# Aircraft Window Coffee Table



## ETBee (Feb 10, 2010)

My neighbor's son is in the Air Force Reserve and asked me if I could make a coffee table out of a refueling boom window that he pulled out of a KC-135 tanker. This thing is heavy! It's about 3/4 inch thick.










After much thought, I decided that rather than produce an odd-shaped glass top coffee table, instead I would make something that made you think of an aircraft whenever you looked at it. So I went to the local lumber yard, got some poplar, and jointed, planed, and cut it to size










I glued the top together out of boards that are about 1 1/4 inch thick. The legs and aprons are about 3/4 inch thick. I rounded the edges of the top to look like the leading edge of an airplane wing. The legs are shaped like wings too. Even the top of the table, which really just follows the shape of the window, reminds you of an airplane wing cross-section.





















The toughest part was the painting. I tried gloss black and hated it. Sanded it back down and used flat black. Did a crappy job painting it. Sanded it back down. Repeated until I got a better finish. Wiped on some poly, which caused the paint to streak. Sanded it back down. Sprayed poly and finally got a finish I could live with although it's still not as smooth as I would have liked. Then I attached the window using 42 screws to give it more of a "machine" look. Would have liked to use flathead machine screws to keep the table top flush, but that didn't work so I went with round head screws.


----------



## Paul W Gillespie (Jul 7, 2011)

Very cool. All that sanding must have been a PIA, but the the table looks awesome.

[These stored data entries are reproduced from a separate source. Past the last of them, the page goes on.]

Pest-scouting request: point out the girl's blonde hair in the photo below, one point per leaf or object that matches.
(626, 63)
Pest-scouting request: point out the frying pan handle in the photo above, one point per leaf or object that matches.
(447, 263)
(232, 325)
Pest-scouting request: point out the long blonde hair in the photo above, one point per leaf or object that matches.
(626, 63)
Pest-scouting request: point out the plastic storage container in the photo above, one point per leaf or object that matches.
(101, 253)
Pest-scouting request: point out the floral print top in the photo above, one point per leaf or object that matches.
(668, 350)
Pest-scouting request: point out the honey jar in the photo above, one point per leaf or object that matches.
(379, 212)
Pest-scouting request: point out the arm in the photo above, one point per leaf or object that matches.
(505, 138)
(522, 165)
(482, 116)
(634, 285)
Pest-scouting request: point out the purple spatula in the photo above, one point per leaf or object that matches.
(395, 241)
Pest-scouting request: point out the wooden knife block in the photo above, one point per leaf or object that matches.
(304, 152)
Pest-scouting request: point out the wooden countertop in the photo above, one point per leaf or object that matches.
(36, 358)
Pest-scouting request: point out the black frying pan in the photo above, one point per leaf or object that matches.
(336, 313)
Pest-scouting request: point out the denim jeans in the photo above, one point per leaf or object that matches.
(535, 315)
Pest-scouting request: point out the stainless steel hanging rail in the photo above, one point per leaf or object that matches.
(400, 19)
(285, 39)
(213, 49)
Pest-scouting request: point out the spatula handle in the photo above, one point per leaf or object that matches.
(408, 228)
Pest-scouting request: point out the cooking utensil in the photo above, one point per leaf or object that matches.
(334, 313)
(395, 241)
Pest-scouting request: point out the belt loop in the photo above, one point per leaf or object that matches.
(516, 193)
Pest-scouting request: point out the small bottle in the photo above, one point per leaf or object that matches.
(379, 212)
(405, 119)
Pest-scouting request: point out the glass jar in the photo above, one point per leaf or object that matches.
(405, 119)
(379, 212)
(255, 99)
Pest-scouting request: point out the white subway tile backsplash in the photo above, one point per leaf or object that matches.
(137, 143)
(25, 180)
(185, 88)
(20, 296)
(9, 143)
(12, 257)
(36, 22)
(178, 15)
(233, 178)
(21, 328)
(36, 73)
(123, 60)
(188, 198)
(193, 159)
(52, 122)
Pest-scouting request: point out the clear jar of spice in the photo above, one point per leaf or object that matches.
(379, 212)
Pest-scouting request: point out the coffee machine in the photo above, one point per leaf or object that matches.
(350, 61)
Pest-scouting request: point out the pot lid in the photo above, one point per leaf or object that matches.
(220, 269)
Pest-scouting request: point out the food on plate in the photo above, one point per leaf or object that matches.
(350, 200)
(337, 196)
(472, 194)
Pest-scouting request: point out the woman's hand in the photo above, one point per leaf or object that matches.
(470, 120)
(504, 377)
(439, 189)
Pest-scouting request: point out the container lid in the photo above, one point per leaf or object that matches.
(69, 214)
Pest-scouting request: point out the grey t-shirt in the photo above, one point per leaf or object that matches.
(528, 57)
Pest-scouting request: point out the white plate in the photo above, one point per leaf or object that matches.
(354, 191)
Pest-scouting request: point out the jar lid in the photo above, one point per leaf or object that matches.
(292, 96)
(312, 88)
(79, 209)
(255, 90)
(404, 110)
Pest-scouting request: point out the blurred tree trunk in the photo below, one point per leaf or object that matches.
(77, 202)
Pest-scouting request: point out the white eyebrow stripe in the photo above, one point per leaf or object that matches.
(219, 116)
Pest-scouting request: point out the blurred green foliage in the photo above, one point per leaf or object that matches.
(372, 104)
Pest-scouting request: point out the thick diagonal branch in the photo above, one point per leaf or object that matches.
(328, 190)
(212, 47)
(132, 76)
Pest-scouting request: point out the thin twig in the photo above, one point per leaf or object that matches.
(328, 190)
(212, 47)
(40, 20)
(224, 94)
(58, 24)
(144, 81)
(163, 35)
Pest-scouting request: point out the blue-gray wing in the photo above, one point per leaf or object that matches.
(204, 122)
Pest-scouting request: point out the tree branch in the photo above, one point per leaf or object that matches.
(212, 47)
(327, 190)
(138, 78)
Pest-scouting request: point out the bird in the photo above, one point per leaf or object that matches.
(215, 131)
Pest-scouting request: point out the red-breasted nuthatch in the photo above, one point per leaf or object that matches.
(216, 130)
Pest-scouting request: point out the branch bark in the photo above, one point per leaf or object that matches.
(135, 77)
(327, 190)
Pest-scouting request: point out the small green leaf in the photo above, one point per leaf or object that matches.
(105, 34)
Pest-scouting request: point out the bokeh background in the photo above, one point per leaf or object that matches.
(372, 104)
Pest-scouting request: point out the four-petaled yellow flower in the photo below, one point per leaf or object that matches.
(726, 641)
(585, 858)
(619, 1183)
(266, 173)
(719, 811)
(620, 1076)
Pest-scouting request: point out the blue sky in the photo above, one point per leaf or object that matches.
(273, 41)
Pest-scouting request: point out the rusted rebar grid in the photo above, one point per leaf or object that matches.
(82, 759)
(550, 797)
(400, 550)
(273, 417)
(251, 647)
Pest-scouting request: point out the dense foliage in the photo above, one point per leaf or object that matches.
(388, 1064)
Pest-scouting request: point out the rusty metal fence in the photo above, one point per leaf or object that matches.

Great job.


----------



## Phaedrus (Jan 18, 2012)

That is one solid looking table. The finish process sounds like it was a bit of a nightmare, but from the looks of things it was totally worth it!


----------



## 27207 (Jan 25, 2012)

Man that turned out great! Those windows are pretty heavy. I've always wanted to make one from my jet, the kc-10. But it's twice the size of that one. We have one in the desert break room and it's so big all you can do is put a frame under it out of 4x4's lol.


----------



## desertforest (Aug 6, 2011)

very nice.


----------



## haugerm (Nov 19, 2009)

Really nice angles! Looks first rate.
--Matt


----------



## Horatio (Apr 4, 2012)

I like it alot, but I have a soft spot for that kind of mixed media/salvage metal and wood combo.....even though its for the most part glass. You know what I mean, lol. 

Really cool piece! The flat black sets off the metal, lets it stand out and the shape of the table fits the piece. Awesome!


----------



## Sorrowful Jones (Nov 28, 2010)

Too Cool!!


----------



## Texas Sawduster (Apr 27, 2009)

Yep Very Cool !!!!!


----------